Background: Patient safety is the main issue in healthcare services nowadays. Delaying to inform the critical value of laboratory results is a significant source of harm for the patient. The aim of this study is to compare the timeliness of laboratory critical value reporting before and after re-accreditation as one of the service quality indicators in Hospital X.
 Methods: This study was done by using observational cross-sectional in Hospital X on January - February 2020 with total sampling method of critical value reporting to the responsible clinician that originated from Intensive Care Unit (ICU), Verlos Kamer (VK), and inpatient ward (IW) 1-6 from January-December 2019. The timeliness of reporting was counted since the laboratory result was obtained until received by the responsible clinician within £ 30 minutes and categorized as "On time" or "Late".
 Results: During 2019, there were 816 reporting which has been done before re-accreditation (511) and after re-accreditation (305) with 17 kinds of tests. The most reported test was platelet with 349 (before re-accreditation) and 101 (after re-accreditation), whilst SGOT/SGPT and albumin were the fewest one. The lowest timeliness of reporting percentage was 76,00% (February), whilst the highest was 98,48% (November). The timeliness of reporting's percentage was 84,34% (before re-accreditation) and 94,43% (after re-accreditation). The statistical analysis result revealed Pearson Chi-Square correlation was 18,535 with significance 0,000 and 3,145 odds ratio which shows that re-accreditation could significantly increase the timeliness of critical value reporting three times.
 Conclusion: This result showed that re-accreditation could affect the timeliness of laboratory critical value reporting to the responsible clinicians.

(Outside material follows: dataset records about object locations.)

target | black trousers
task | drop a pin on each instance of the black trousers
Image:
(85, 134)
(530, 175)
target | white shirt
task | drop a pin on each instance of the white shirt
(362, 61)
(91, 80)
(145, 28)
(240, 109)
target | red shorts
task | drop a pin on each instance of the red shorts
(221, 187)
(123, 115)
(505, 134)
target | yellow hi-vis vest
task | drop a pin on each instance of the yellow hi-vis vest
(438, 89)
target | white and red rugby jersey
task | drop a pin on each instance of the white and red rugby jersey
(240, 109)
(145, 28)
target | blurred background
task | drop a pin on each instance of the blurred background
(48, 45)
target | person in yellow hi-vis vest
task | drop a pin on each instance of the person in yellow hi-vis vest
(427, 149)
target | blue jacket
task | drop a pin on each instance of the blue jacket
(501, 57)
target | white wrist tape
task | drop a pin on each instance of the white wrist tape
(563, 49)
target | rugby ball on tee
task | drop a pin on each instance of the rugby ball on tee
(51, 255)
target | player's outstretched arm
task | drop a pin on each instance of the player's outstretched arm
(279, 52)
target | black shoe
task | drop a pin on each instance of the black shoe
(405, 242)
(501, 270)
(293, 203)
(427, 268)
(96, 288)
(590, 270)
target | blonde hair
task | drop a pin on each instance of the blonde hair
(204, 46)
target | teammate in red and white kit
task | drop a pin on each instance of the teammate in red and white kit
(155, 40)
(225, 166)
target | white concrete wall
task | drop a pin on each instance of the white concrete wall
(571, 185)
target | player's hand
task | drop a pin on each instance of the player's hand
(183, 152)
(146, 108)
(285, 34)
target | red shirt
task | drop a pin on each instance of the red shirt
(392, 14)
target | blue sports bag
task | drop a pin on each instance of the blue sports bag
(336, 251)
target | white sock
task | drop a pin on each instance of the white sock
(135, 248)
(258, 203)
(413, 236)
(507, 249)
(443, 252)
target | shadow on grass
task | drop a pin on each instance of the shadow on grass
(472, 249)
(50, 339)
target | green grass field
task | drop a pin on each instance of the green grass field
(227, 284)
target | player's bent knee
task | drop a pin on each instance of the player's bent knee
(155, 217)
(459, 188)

 Keywords: re-accreditation, critical value, laboratory, patient safety, hospital
 
 Abstrak
 Latar belakang: Keselamatan pasien merupakan isu utama dalam pelayanan kesehatan. Tertundanya komunikasi hasil nilai kritis laboratorium merupakan sumber bahaya yang signifikan terhadap pasien. Penelitian ini bertujuan untuk membandingkan ketepatan waktu pelaporan nilai kritis laboratorium sebelum dan setelah reakreditasi sebagai salah satu indikator mutu di RS X.
 Metode: Penelitian dilakukan dengan cara observasional dengan metode cross sectional di RS X pada Januari - Februari 2020 dengan total sampling laporan nilai kritis kepada Dokter Penanggung Jawab Pasien (DPJP) yang berasal dari ruang Intensive Care Unit (ICU), Verlos Kamer (VK), dan ruang rawat inap 1 – 6 sejak Januari – Desember 2019. Ketepatan waktu pelaporan dihitung sejak hasil pemeriksaan didapatkan hingga diterima oleh DPJP dalam waktu £ 30 menit dan dinyatakan sebagai "Tepat Waktu" atau "Terlambat".
 Hasil: Selama tahun 2019, terdapat 816 pelaporan yang dilakukan sebelum akreditasi (511) dan setelahnya (305) dengan 17 jenis pemeriksaan. Pemeriksaan trombosit menjadi yang paling banyak dilaporkan yaitu 349 (sebelum akreditasi) dan 101 (setelah akreditasi), sedangkan SGOT/SGPT dan albumin menjadi yang paling sedikit. Persentase ketepatan waktu pelaporan paling rendah adalah 76,00% (Februari) sedangkan yang paling tinggi adalah 98,48% (November). Persentase ketepatan waktu pelaporan didapatkan 84,34% (sebelum akreditasi) dan 94,43% (setelah akreditasi). Hasil analisis statistik didapatkan korelasi Pearson Chi-Square 18,535 dengan signifikansi 0,000 dan Odds ratio 3,145 menunjukkan re-akreditasi mampu meningkatkan kemungkinan ketepatan waktu pelaporan nilai kritis sebesar tiga kali lipat.
 Kesimpulan: Hal ini menunjukkan bahwa re-akreditasi mampu mempengaruhi ketepatan waktu pelaporan nilai laboratorium kritis kepada DPJP.
 Kata kunci: re-akreditasi, nilai kritis, laboratorium, keselamatan pasien, rumah sakit.